You probably haven’t seen the news about Morocco and the ECOWAS yet. In fact, you may react with “Eco-what?” I wouldn’t blame you. The ECOWAS is a regional economic group of 15 Central and West African countries, including some, like Ghana, Senegal, Liberia, and Nigeria, that you may have heard of, as well as others such as Benin, Burkina Faso, Guinea, Ivory Coast, and the Gambia, that are remarkable and interesting to those who follow the continent’s activities. All are countries with long histories and intriguing cultures. Several, like Togo and Mali, are historically significant countries that once had large empires, as covered recently in the PBS special series Africa’s Great Civilizations.
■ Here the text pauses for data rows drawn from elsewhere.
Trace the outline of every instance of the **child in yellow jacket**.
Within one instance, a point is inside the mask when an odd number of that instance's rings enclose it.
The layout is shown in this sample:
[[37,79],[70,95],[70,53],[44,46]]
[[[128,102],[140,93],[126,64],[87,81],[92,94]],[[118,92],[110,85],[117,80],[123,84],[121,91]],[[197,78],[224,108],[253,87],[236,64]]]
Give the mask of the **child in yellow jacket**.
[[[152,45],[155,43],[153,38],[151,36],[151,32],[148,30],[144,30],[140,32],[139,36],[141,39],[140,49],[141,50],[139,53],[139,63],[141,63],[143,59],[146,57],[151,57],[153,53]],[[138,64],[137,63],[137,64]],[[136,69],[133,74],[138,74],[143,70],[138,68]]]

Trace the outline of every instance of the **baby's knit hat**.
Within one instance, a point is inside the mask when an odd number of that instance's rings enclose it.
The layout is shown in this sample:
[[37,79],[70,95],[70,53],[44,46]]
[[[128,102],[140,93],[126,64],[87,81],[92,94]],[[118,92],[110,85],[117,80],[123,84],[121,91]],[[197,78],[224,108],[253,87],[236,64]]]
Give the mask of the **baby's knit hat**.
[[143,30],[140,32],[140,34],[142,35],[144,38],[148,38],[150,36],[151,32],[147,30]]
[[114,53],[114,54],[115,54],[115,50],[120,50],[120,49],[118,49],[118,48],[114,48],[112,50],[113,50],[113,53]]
Today, the ECOWAS seeks to promote regional economic integration through multistate programs for infrastructure, industrial development, energy, agricultural, natural resources, trade and investment, financial services, and cultural affairs. It is only natural that Morocco would want to be part of the ECOWAS — it currently has observer status. The major obstacle to full membership is that the regional group does not currently include North Africa in its mandate. So to address this issue, the ECOWAS heads of state will vote on Morocco’s request in April.
On the “why do it” side is the argument that because the Arab Maghreb Union (AMU), which includes Algeria, Libya, Mauritania, Morocco, and Tunisia, has been unable to effectively function, then why wouldn’t Morocco want to join a more proactive and friendly organization? It makes sense for Morocco to reach out to other francophone countries, and its trading and development partners, for economic growth opportunities. In fact, King Mohammed VI has diligently pursued stronger and more diverse ties with all of these countries for more than a decade.
According to the North Africa Post, “With the inclusion of Morocco, the ECOWAS will bolster its aggregated GDP to the 16th rank globally, ahead of Turkey and right after Indonesia. The admission of Morocco to the ECOWAS sub-region will make it the second largest economy after Nigeria (which is a member). Thanks to its geographic location and trade agreements with the EU, Turkey, the US, and several Arab countries as well as its port and airport hubs, Morocco will offer West African countries a gateway to new markets.”
Building stronger trade and investment relations to its south helps Morocco diversify commercial markets beyond its traditional ties to Europe, thus enabling reciprocal benefits with its African neighbors. It is the concept of building regional growth opportunities that underscores the MoU between Morocco and Nigeria to build an Africa Atlantic gas pipeline from the fields of Nigeria along the African coast to Morocco onwards to Europe…providing new energy supplies to fuel public and private sector development projects. For its part, Morocco will support its commitment to building the continent’s food security by sharing its expertise in the production of specialized fertilizers and agro-industries. Already announced are fertilizer plants through joint ventures with Gabon and Nigeria.
Unsurprisingly, the Algerian press is taking issue with Morocco’s ECOWAS move. According to Morocco World News, the Algerian daily El Watan “claimed that Morocco membership in ECOWAS might isolate Algeria from the African continent following the recent step of Morocco to diversify and develop its economic ties within the African continent.”
Algeria, with a badly managed, hydrocarbon-based economy according to recent articles, has often spoken about stronger ties with sub-Saharan Africa, but there are few initiatives in place. So rather than bulk up its efforts to develop its own Afro-centric economic policies, it prefers to criticize the King’s initiatives and watch as Morocco continues its outreach across Africa to build sustainable friendships and economic partnerships.